75 yaşında kendisini son yolculuğuna uğurluyoruz. 75 yaş bu devirde çok erken bir yaş, hele O’nun gibi sağlıklı, fiziği yerinde, rengarenk bir insan için erken bir veda. Şükrü bey iyi bir futbolcuydu. Ender konulardan biri, futbol oynarken eğitim gördü. Şarkıcılık konusunda istediği noktanın çok ötesine gitti. Her şeyden önemlisi, mükemmel bir insan, mükemmel bir baba, mükemmel bir eş, mükemmel bir Fenerbahçeli, iyi insan, güzel insan.
Bir insanın bilançosuna baktığınız zaman hayattaki başarıları, başarısızlıkları ne olursa olsun, iyi insan olması, insanlar tarafından bu şekilde anılması hayattaki en büyük onuru, gururudur.
Şükrü bey duruşuyla, renkli kişiliğiyle, kendine has haliyle sadece camiamıza değil Türk futboluna mal olmuş bir tam anlamıyla İstanbul beyefendisiydi. İslam Çupimiz O’nu Altın Çocuk diye adlandırdı. Yakışıklı, başarılı, kibar, örnek, istikrarlı, kültürlü, iyi eğitimli, renkli… Aslında bu lakabı çok güzel bir şekilde hayatı boyunca taşıdı.
Hastaneyi ziyaret ettiğim zaman eşi eski fotoğraflarını gösterirdi.
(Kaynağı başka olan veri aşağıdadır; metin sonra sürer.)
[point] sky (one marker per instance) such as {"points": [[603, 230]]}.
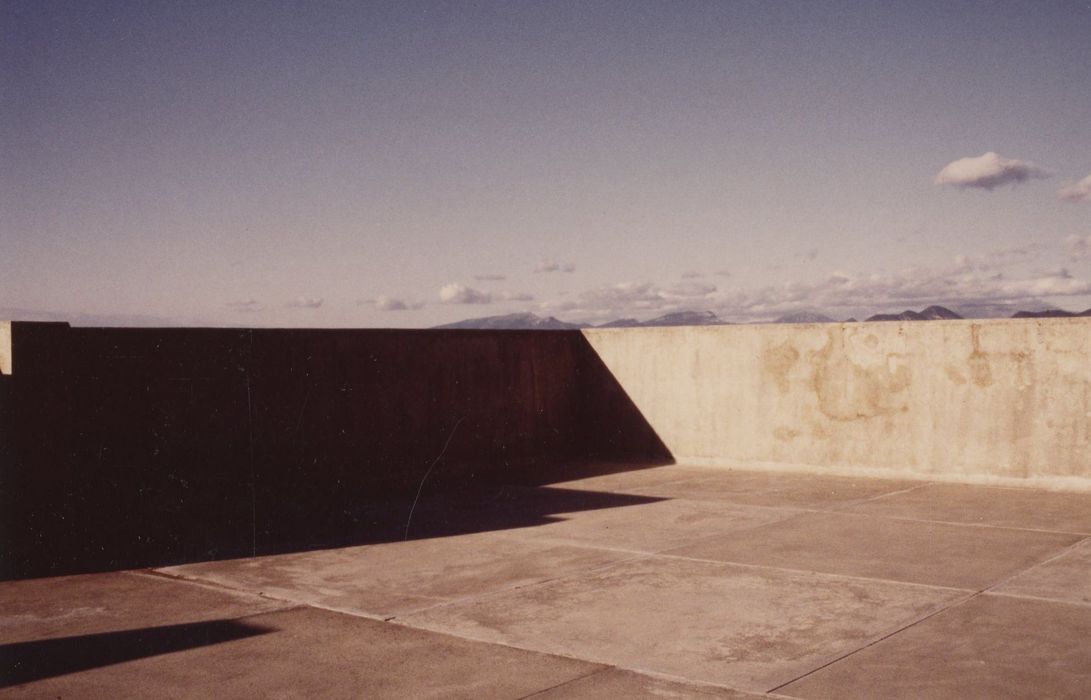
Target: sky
{"points": [[410, 164]]}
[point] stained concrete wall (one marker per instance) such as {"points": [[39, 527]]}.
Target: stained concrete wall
{"points": [[127, 447], [1003, 401]]}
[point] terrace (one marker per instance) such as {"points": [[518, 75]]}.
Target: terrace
{"points": [[800, 511]]}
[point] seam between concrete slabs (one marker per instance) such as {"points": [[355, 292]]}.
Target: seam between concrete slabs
{"points": [[937, 607], [216, 586], [564, 683], [876, 640], [949, 522], [952, 604]]}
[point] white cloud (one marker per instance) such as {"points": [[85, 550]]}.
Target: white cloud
{"points": [[510, 296], [690, 289], [1078, 246], [1077, 191], [306, 302], [455, 293], [393, 303], [994, 279], [987, 171], [554, 267], [246, 305]]}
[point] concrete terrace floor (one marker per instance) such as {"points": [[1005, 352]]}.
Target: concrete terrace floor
{"points": [[674, 581]]}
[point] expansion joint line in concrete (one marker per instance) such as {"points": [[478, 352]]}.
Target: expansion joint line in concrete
{"points": [[955, 603], [1070, 547], [914, 623], [565, 683]]}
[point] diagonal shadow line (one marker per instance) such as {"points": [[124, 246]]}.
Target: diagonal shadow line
{"points": [[25, 662]]}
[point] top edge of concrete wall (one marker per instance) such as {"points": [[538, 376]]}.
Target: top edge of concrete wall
{"points": [[954, 322], [4, 347]]}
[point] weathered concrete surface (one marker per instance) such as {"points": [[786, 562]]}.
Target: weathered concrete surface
{"points": [[1065, 578], [538, 592], [972, 400], [380, 581], [1003, 507], [300, 653], [4, 347], [990, 647], [746, 628], [932, 553]]}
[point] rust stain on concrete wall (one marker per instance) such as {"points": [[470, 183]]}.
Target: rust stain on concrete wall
{"points": [[848, 390]]}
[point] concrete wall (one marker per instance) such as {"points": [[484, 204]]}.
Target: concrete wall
{"points": [[128, 447], [1003, 401]]}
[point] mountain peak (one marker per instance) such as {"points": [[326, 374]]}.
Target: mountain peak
{"points": [[525, 321]]}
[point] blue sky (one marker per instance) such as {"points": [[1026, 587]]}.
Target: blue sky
{"points": [[409, 164]]}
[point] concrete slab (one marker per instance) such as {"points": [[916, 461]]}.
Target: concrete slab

Karı koca zannedersiniz film yıldızları gibiydi. Bir eşten daha öteye birbirine bu kadar yakışan bir çift, sanki bir film hazırlıklarına gidiyor gibiydiniz. Anlattıklarınızdan da birbirinizi ne kadar çok sevdiğinizi, birbirine ne kadar bağlı olduğunuzu seneler sonra bile o fotoğraflar, o hikayeler anlatıyordu. Size de kuvvet diliyorum. Çok zor bir dönem. İlacı yok. Tek ilacı zaman. Bu zamanın en kısa zamanda, en hafif şekilde geçmesini diliyorum.
Fenerbahçemize Ankara’nın PTT takımından transfer oldu. Futbol dünyasının O’nunla ilgili öngörüleri vardı. Bu öngörülerin her birini gerçekleştirdi. İstikrarıyla, klasıyla, işine duyduğu saygıyla, oynadığı futbolla bunların hepsini gerçekleştirdi ve bu kutsal formamızı 1964-1974 yılları arasında 10 yıl boyunca şerefli bir şekilde, kesintisiz taşıdı.
318 kez formamızı giydi. 13 kupada emeği vardı. Bunlardan en önemlisi de 5 kupalı 1967 sezonuydu. Bununla beraber bir Türk kulübünün -hangi spor olursa olsun, sadece futbol değil- ilk uluslararası şampiyonluğunu, Balkan Kupası’nı almamızda da büyük katkısı olmuştu. 32 kez ülkemizi milli takım forması giyerek temsil etti.
Yorumculuk kariyeri oldu. 8 sene TV8’deydi, sonra Fenerbahçemize FBTV’de de hizmet etti, renk kattı. Burada da işini en iyi şekilde yaptı.
Futbol, sportif başarıları, camiamızda yaptıklarıyla beraber başka konularda da dikkati üzerine çekti. Bu dönemde bile profesyonel futbolcuyken eğitim almak çok zor, üniversite bitirmek imkansız. Ama oynarken eğitim de gördü. Büyük başarıyla İktisadi ve Ticari Bilimler Akademisi’nden mezun oldu. Müziğe ilgisi vardı. Eğitim görürken müzik dersleri aldı ve O’nu da en üst noktada gösterdi.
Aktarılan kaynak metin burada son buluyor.